Para se inspirar

"Indisciplina é um problema, mas não um fato negativo"

Diretor recomenda investigar o que há por trás da indisciplina para minimizar atos de agressão ou violência

"Um ato violento pode ser a explosão de alguma situação pessoal do aluno, e a escola precisa estar atenta para acolher", afirma  Claudio Marques, da EMEF Infante Dom Henrique. Foto: Paula Calçade / Nova Escola

O diretor Cláudio Marques da Silva Neto analisa a indisciplina sob dois aspectos: cotidianamente em casos reais a que tem contato como diretor da EMEF Infante Dom Henrique, em São Paulo, e, também teoricamente, na academia, já que o tema foi objeto de mestrado e doutorado. Nesta conversa com NOVA ESCOLA, Cláudio alerta sobre como a formação docente não trabalha a relação professor-aluno e destaca a importância de ouvir os envolvidos na cena do ato violento para compreender as reais causas motivadoras da indisciplina. 

O que falta para a escola conseguir contornar a questão da indisciplina?
Em primeiro lugar, falta entender conceitualmente o que é disciplina. Na faculdade, o professor tem boa formação de conteúdo, muito focada no processo de aprendizagem. No entanto, não se trabalha a relação professor e aluno.  A formação é muito idealizada e, na escola, a realidade é muito diferente e complexa e os professores podem se sentir frustrados quando se deparam com atos e indisciplina. Por isso, tão importante quanto ensinar é se relacionar com o aluno. Várias pesquisas mostram que a indisciplina é o grande nó da educação brasileira e não recebe a devida atenção para entender de onde vem e por quais motivos foi motivada.

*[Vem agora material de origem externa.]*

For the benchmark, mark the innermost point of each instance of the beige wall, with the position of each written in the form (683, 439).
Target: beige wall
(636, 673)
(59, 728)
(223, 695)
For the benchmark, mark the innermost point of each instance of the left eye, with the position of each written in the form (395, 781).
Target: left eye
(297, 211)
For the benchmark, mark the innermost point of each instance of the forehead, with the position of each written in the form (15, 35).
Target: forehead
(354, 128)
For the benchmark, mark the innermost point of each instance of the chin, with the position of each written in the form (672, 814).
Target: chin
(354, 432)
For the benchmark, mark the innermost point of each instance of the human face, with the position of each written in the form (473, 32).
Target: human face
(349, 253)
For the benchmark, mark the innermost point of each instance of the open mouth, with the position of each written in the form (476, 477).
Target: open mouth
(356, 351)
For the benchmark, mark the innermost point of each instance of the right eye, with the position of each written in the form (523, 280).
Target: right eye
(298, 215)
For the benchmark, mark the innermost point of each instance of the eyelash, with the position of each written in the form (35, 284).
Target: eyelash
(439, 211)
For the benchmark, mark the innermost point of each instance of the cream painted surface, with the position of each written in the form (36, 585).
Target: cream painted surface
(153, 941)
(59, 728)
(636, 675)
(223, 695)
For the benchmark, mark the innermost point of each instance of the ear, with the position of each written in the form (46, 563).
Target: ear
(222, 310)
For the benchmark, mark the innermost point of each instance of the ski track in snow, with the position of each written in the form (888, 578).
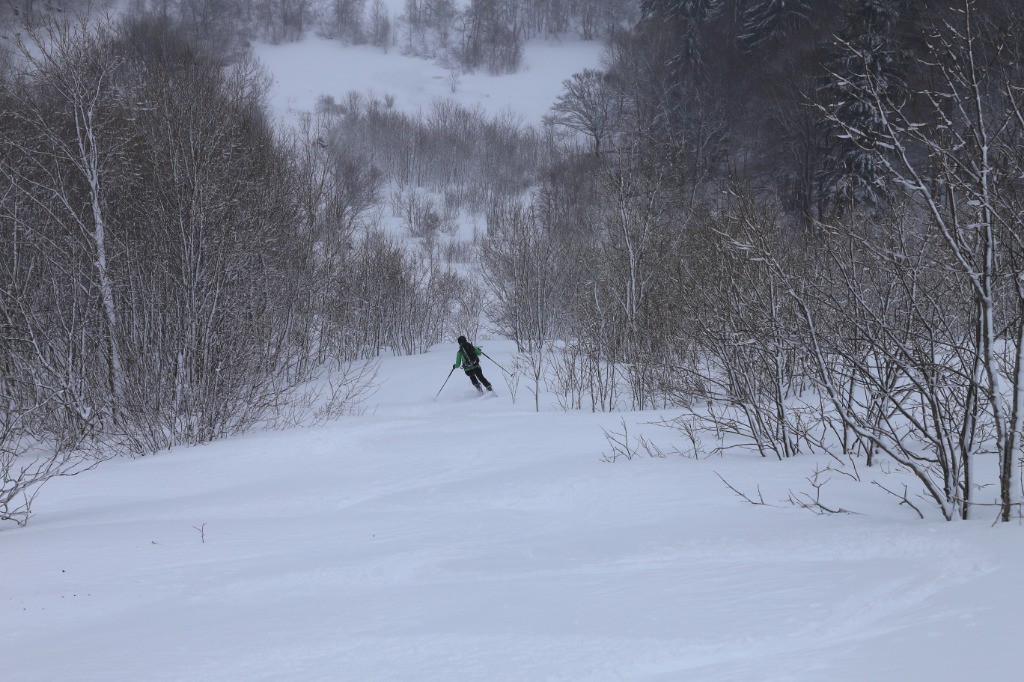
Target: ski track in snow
(475, 540)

Encarar a indisciplina apenas como um problema é um erro?
A indisciplina é um fenômeno social e um ato importante na sociedade, na medida em que representa a transgressão, a oposição, e pode gerar debates importantes. Mas, na educação, ganha apenas uma visão negativa. A indisciplina não é causa, é consequência, é um sintoma de que algo não está bem. Boa parte do problema está na estrutura do ambiente escolar que não busca ouvir ou acolher o aluno transgressor para entender as reais causas de um ato de indisciplina. Ela exige observação. Como diretor, busco ouvir o aluno e o professor envolvidos em uma situação. A criação coletiva de um código de condutas para o ambiente escolar também é uma ação possível e importante para a comunidade. Em suma, a indisciplina deve ser entendida como um problema, mas não como um fato negativo.

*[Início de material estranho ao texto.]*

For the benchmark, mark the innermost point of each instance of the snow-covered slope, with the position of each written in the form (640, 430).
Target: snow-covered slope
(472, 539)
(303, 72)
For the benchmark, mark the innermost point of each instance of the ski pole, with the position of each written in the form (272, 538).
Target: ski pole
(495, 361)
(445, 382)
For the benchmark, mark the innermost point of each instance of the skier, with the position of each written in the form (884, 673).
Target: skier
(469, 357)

Cogitar apenas a aplicação de punições severas mostra uma falha no plano da escola para conter a indisciplina?
Medidas de disciplinamento têm pouca efetividade porque, na maioria das vezes, a punição tem pouca conexão com a infração. Exemplo: criança sai no meio da aula e recebe suspensão de 1 dia da escola. O que essa medida tem a ver com o ato cometido? Não há comunicação entre eles. Quando o ideal seria perguntar: qual o fato aqui? Por que o aluno saiu da sala? Quando ocorrem atos de violência, as pessoas não querem saber de fato o que houve. Esse tipo de atitude que não busca ouvir o aluno pode amplificar, inclusive, a indisciplina. Em 2011, quando assumi a direção da escola, um aluno atirou uma carteira em direção a uma professora. Propus ouvir o aluno e investigar melhor o que aconteceu. Os professores ficaram incomodados com a minha atitude, afinal, “foi um ato de violência” o atirar a carteira. Ouvindo o aluno, descobri que, antes da agressão, a professora havia dito que o garoto “não ia ser nada na vida”. Quando aluno comete uma agressão, no lugar de dar bronca e aplicar punição, é fundamental buscar saber o que aconteceu. Um ato violento pode ser a explosão de alguma situação pessoal do aluno, e a escola precisa estar atenta para entender e acolher.